No matter your thoughts about the war, or your opinion about your mother-country sending reinforcements, there will be fallout from the Russian government. Attacks will happen and viruses will be spread to EVERY country – NATO affiliated or not – that “interfered with Russia’s special military operation in Ukraine.”
The thing is, we did “interfere.” We Canadians are extra nice, right? We like to help people, especially: underdogs, the innocent, and most certainly… victims. But, sometimes being nice can backfire. Especially, when big, bad bullies see kindness as a sign of weakness. So, what will the Russian government do to ALL of the countries who interfered? Attack them. Day and night for the rest of the foreseeable future.
Of course, we hope the only attacks that Russia will unleash on most of the “Western World,” will be limited to… the cyber kind.
But, why would Canada be on the Russian government’s radar when so many other countries have sent far more reinforcements than we did? Because we did something else to poke the big, bad bear.
For one thing, we placed sanctions on Russia and directly targeted Russian President Vladimir Putin, Foreign Minister Sergey Lavrov and figures in the Belarusian regime. But, there was something else. Something that REALLY ticked off the government-appointed Russian cyber criminals.
Since the Russian invasion began, Canada has been among the Western countries to provide cyber support to Ukraine. The Ukrainian government called for volunteers to ‘join its IT army,’ and we answered… by launching distributed denial of service (DDS) attacks against the Russian government, businesses and bank websites.
As if cyber attacks weren’t already out-of-control since the onset of Covid, things are about to get a WHOLE lot worse.
In excerpts from an article by the National Post, they wrote, “CSE said it was ‘sharing valuable cyber threat intelligence with key partners in Ukraine’ and continued to ‘work with the Canadian Armed Forces (CAF) in support of Ukraine, including intelligence sharing, cyber security, and cyber operations.’
‘Russia has significant cyber capabilities and a demonstrated history of using them irresponsibly,’ CSE noted. It said that while it was ‘not aware of any current specific threats to Canadian organizations’ in relation to events in and around Ukraine, there had been an historical pattern of cyber attacks on Ukraine having international consequences.

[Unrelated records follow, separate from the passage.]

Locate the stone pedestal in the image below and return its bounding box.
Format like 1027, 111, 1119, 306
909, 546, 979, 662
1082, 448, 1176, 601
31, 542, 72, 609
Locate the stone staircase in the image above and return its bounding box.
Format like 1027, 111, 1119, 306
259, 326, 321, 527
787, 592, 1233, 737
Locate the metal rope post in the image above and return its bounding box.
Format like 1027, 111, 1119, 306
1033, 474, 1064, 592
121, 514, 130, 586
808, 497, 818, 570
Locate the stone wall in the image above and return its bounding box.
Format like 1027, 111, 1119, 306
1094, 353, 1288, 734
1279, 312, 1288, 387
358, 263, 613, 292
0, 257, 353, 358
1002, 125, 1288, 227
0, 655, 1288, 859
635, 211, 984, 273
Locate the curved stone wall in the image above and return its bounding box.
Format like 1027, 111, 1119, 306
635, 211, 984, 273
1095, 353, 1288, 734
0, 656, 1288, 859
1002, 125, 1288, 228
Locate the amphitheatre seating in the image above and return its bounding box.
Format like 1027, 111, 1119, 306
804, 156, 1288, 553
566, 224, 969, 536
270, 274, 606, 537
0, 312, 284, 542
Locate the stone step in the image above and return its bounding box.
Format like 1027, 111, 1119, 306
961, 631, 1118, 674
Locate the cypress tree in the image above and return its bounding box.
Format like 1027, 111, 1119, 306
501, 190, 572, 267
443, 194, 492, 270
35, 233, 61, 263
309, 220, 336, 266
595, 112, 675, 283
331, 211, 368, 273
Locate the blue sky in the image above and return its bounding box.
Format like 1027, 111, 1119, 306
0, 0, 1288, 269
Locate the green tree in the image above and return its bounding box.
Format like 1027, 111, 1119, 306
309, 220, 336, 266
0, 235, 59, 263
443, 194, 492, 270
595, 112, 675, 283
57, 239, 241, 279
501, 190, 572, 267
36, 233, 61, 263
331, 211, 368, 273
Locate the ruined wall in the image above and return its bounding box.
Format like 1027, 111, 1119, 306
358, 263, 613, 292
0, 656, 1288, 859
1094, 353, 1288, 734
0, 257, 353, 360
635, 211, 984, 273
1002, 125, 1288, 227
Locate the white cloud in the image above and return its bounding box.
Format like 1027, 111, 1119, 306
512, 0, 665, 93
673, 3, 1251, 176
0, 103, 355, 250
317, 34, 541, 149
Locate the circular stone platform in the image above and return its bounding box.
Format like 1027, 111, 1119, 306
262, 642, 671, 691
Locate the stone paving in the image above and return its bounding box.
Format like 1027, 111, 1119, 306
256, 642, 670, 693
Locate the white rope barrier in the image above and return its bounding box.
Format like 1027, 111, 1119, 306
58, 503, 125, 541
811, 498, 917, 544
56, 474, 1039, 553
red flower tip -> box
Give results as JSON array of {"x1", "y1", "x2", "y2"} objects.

CSE said in its emailed statement that given ‘Russia’s ongoing, unjustified military offensive in Ukraine’ it ‘strongly encouraged all Canadian organizations to take immediate action and bolster their online cyber defenses’.”
Russia’s cyber warfare is a problem for everyone
In excerpts from an article by Global News, they wrote, “Canada is reviewing its cyber defenses to make sure it’s secured against potential cyberattacks from an increasingly aggressive Russian Government. Experts say you should do the same at home.
While cyberattacks are already pummelling Ukraine, they could affect the average Canadian in a number of ways, too. They could hit your pocketbook, permanently wipe important files, and delete sentimental photos from your electronics. In severe instances, they could disrupt the critical infrastructure we rely on.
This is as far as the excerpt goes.